During the building design phase, Dr Matthew Wallen, Senior Lecturer in Exercise Science and Clinical Exercise Physiology, and his students in the College of Nursing and Health Sciences worked with wayfinding/signage consultants Parallax to develop a unique set of health and wellbeing messages – and these have now been inscribed on staircase handrails at both ends of the new building at Bedford Park.

These inscriptions provide informative facts about wellness, mental wellbeing, physical exertion and also offer some motivational messages.

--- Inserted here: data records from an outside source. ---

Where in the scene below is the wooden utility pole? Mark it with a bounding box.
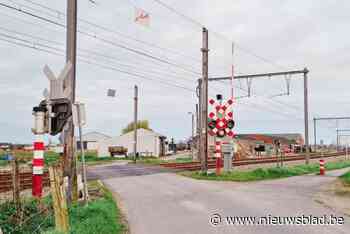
[195,104,199,160]
[200,28,209,172]
[12,155,21,218]
[49,166,69,233]
[197,79,204,164]
[64,0,78,202]
[134,85,138,163]
[208,68,310,164]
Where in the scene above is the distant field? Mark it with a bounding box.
[181,160,350,184]
[0,150,126,167]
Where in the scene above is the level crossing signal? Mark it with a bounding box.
[208,95,235,138]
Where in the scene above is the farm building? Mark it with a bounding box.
[77,132,111,150]
[97,128,168,157]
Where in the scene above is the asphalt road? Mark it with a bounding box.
[90,165,350,234]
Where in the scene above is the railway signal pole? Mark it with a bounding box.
[314,117,350,152]
[208,68,310,164]
[63,0,78,203]
[199,28,209,172]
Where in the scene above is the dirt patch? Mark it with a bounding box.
[314,180,350,217]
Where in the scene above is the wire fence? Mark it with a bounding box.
[0,157,53,234]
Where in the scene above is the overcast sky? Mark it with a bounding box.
[0,0,350,143]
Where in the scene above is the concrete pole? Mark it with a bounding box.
[76,104,89,205]
[32,107,46,198]
[188,112,194,160]
[304,68,310,164]
[337,129,339,152]
[64,0,78,203]
[201,28,209,172]
[314,118,317,152]
[134,85,138,163]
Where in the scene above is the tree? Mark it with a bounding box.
[122,120,152,134]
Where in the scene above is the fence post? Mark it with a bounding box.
[49,166,69,233]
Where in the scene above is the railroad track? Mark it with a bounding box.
[160,152,345,171]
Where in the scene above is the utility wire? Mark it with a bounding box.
[18,0,201,63]
[0,0,200,75]
[0,33,194,93]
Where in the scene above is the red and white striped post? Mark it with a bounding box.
[215,141,222,175]
[32,106,47,198]
[320,159,326,175]
[32,134,45,198]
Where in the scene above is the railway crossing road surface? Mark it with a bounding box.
[89,165,350,234]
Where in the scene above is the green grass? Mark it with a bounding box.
[181,160,350,182]
[0,182,127,234]
[137,157,193,165]
[340,171,350,186]
[0,151,130,167]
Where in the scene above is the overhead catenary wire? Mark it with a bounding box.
[0,0,200,75]
[17,0,241,74]
[0,33,194,93]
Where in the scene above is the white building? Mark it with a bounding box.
[97,128,167,157]
[77,132,111,150]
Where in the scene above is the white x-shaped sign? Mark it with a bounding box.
[44,62,72,99]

Some of these inscriptions inform us that:

  • Going up stairs uses twice the energy as coming down.
  • Climbing 60 stairs per day can increase cardiovascular fitness by up to five per cent.
  • Taking an extra flight of stairs every day and can reduce your brain age by more than six months per year.

Along with convenient accessibility lifts, the building’s close proximity to public transport, the provision of end-of-trip facilities and bike storage, plus extensive interior and exterior landscaping that creates a peaceful and engaging walking environment, the sum of all these elements will play a crucial role in HMRB striving for WELL Gold certification for wellbeing.